Scientists poring over the first returned samples from asteroid Bennu are uncovering clues that make the early solar system feel less like ancient history and more like a puzzle we can finally solve. Inside the dark grains collected by NASA’s OSIRIS-REx mission, researchers have identified three headline-making discoveries: sugars linked to biology, a strange gum-like material packed with key elements, and an unexpectedly large supply of stardust that predates our solar system.
The idea driving this research is as big as it is tantalizing: asteroids may have carried essential chemical ingredients for life and delivered them to early Earth through impacts billions of years ago. OSIRIS-REx was built to test that possibility by bringing pristine material home for laboratory analysis. After the spacecraft returned to Earth in September 2023 with pieces of Bennu, teams around the world began carefully examining what the asteroid has been preserving for ages.
One of the most attention-grabbing results comes from the detection of sugars, including ribose and glucose, in the Bennu material. Ribose matters because it’s a key component of RNA, one of life’s fundamental molecules. Even more notable, glucose appears in the samples as well—marking the first time glucose has been identified in an extraterrestrial sample. This strengthens the argument that asteroids can contain important organic molecules, potentially helping seed young planets with the chemistry needed for life.

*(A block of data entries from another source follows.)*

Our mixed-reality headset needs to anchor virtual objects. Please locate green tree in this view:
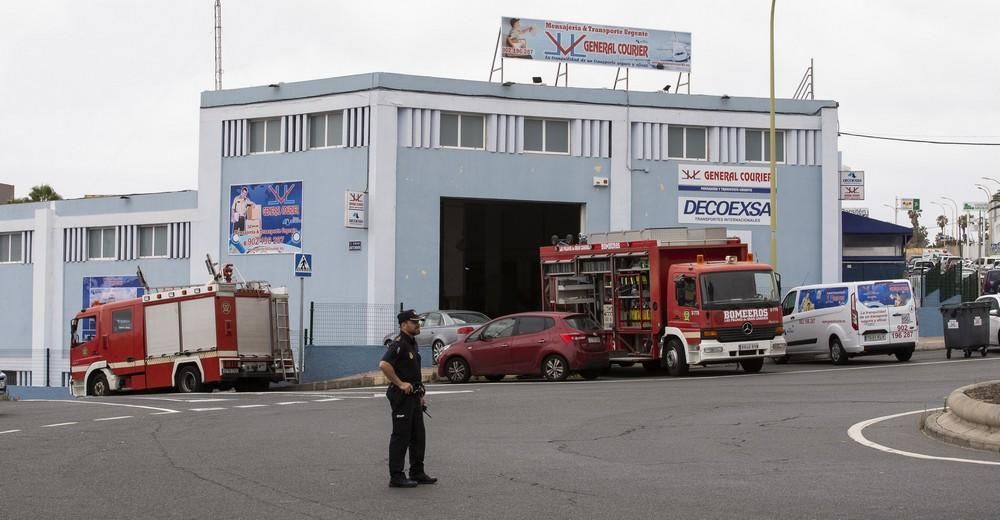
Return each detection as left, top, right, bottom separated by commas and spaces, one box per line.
10, 184, 62, 204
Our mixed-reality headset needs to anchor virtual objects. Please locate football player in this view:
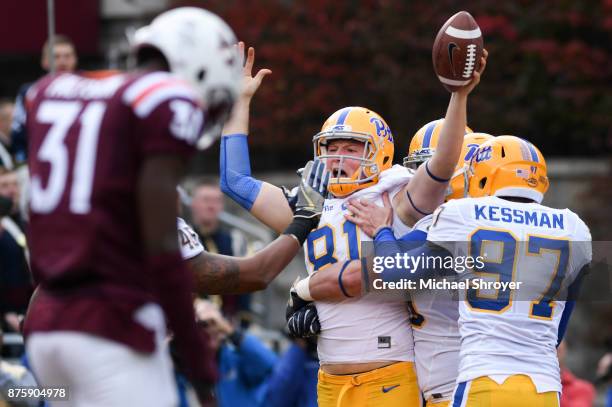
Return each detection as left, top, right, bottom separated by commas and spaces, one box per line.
221, 43, 486, 406
24, 8, 320, 406
288, 132, 493, 407
300, 136, 592, 406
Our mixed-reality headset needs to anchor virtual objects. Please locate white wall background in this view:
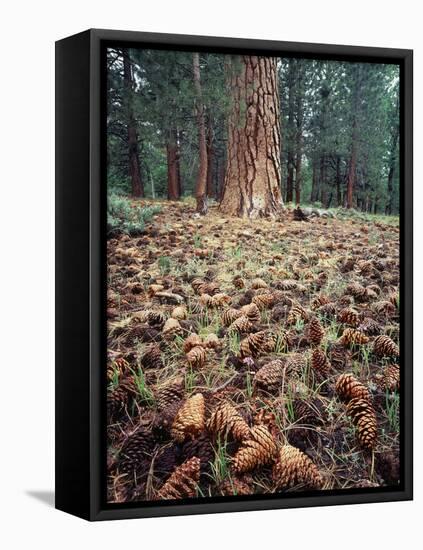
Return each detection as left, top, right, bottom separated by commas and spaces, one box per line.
0, 0, 423, 550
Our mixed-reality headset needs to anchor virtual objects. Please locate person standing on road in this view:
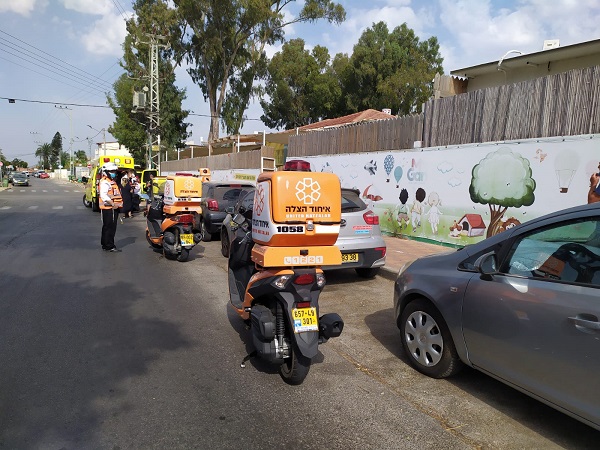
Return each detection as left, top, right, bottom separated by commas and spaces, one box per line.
100, 163, 123, 252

There’s another twist: researchers did not find deoxyribose, the sugar that forms part of DNA. That absence adds an intriguing bit of support for the “RNA world” hypothesis—the long-debated idea that life may have started with RNA-like systems before DNA became dominant. While it doesn’t prove the theory on its own, the chemical profile in the Bennu samples fits unusually well with that storyline.
A second research group found something that reads like science fiction but is firmly grounded in analysis: an ancient, mysterious substance that behaves like gum. What makes it especially compelling is its chemistry. The material is extremely rich in nitrogen and oxygen, elements that play central roles in many biological and prebiotic compounds. Scientists believe this gum-like substance likely formed very early in the solar system’s history—so early that one expert described it as originating in the “Beginning of the beginning.” In other words, Bennu may be carrying chemical snapshots from the solar system’s earliest moments, long before planets fully took shape.
Then there’s the dust—an enormous amount of it. A separate team analyzing the Bennu samples reported large quantities of presolar grains, tiny particles created by stars that died before the Sun and planets existed. Finding so much of this ancient stardust suggests Bennu’s parent body formed in a region heavily enriched by material from exploding stars. It also hints that parts of Bennu avoided being heavily altered by water or heat, allowing some grains to remain nearly unchanged for billions of years—essentially time capsules from before the solar system was born.
Together, these discoveries make Bennu far more than a typical space rock. The sugars point to life-relevant chemistry in asteroids, the gum-like substance hints at complex early solar system processes, and the presolar grains provide rare, concentrated evidence of stellar material that helped build our planetary neighborhood. As more studies emerge from the OSIRIS-REx sample cache, Bennu could become one of the most important references for understanding how planets formed—and how the chemistry that powers life might travel through space.
The sugar study was published in Nature Geoscience, while the findings on the gum-like material and the stardust-rich dust were published in Nature Astronomy.